Per quanto riguarda l’influsso esterno, per ora l’italiano non lo soffre a fondo: continua a reagire con molta elasticità e singolare capacità di assorbimento delle parole straniere, grazie alla forte tradizione culturale che ha alle spalle, che la salva e le dà quella tenuta nella morfologia e nella sintassi, che è poi la salda struttura portante di una lingua. Certo, se la tronchiamo quell’eredità, saremo meno forti nel difenderci.

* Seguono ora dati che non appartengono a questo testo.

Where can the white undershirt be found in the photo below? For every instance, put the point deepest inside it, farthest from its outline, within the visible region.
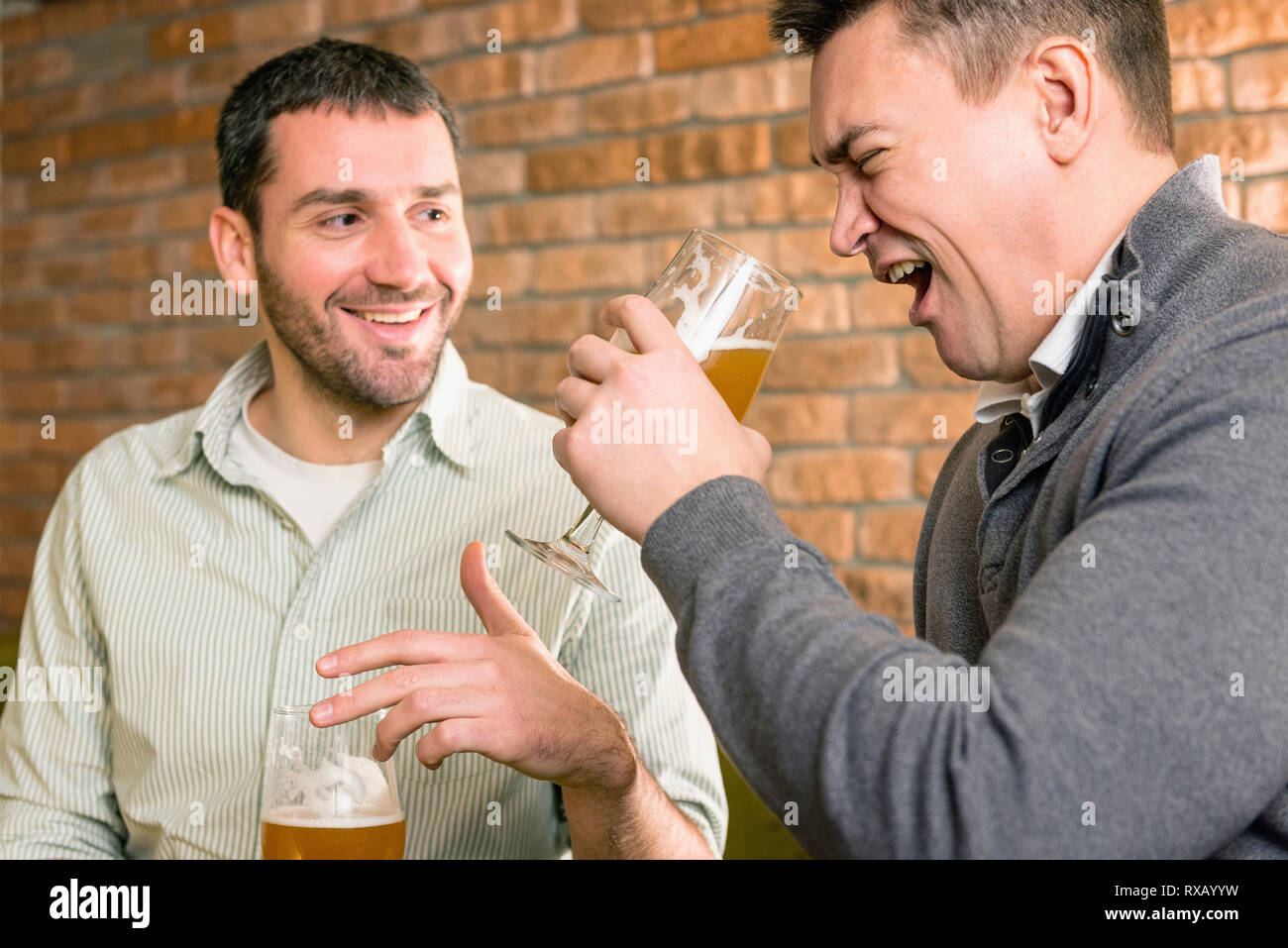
(314, 494)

Ciò detto, non nascondo che l’eccesso di anglomania comincia a preoccuparmi. Stiamo davvero esagerando. L’inglese si fa ormai slogan, simbolo, insegna, giornali e televisioni a gara lo pdiffondono: tax-day ha dato il nome ad un giornata di sciopero dei commercianti contro il fisco (marzo ’96), c’era già stato il security-day promosso da Berlusconi, venne il Padanian-day della Lega, e la serie inarrestabile continua, penso all’election-day, gennaio 2001, all’Usa-day, novembre 2001, all’humanity-day della manifestazione pro extracomunitaria a Treviso (settembre 2002), e la Moratti per la sua riforma ha indetto il settembre scorso uno school-day. Gli Enti pubblici sono i più anglomani: “Il Comune di Torino – mi scrive preoccupato un collega del Consiglio nazionale delle Ricerche – ha istituito non solo il City manager, ma anche il City architect, in vista delle trasformazioni urbanistiche per le Olimpiadi del 2006. E nella città ai cui parcheggi si accede con il blocchetto di voucher, è nato l’Environmental Park, ed è in gestazione il Cultural Center”, “presso gli uffici postali sono esposti cartelli con l’avviso di vendita di folder filatelici. Ho chiesto a un impiegato di acquistarne uno. Risposta: un folder? Mai sentiti nominare…”. Ma io ho già sentito nominare la dono’s card per i donatori di organi! Se dico quota fissa o contribuzione sanitaria e non ticket, oggi chi mi capisce più?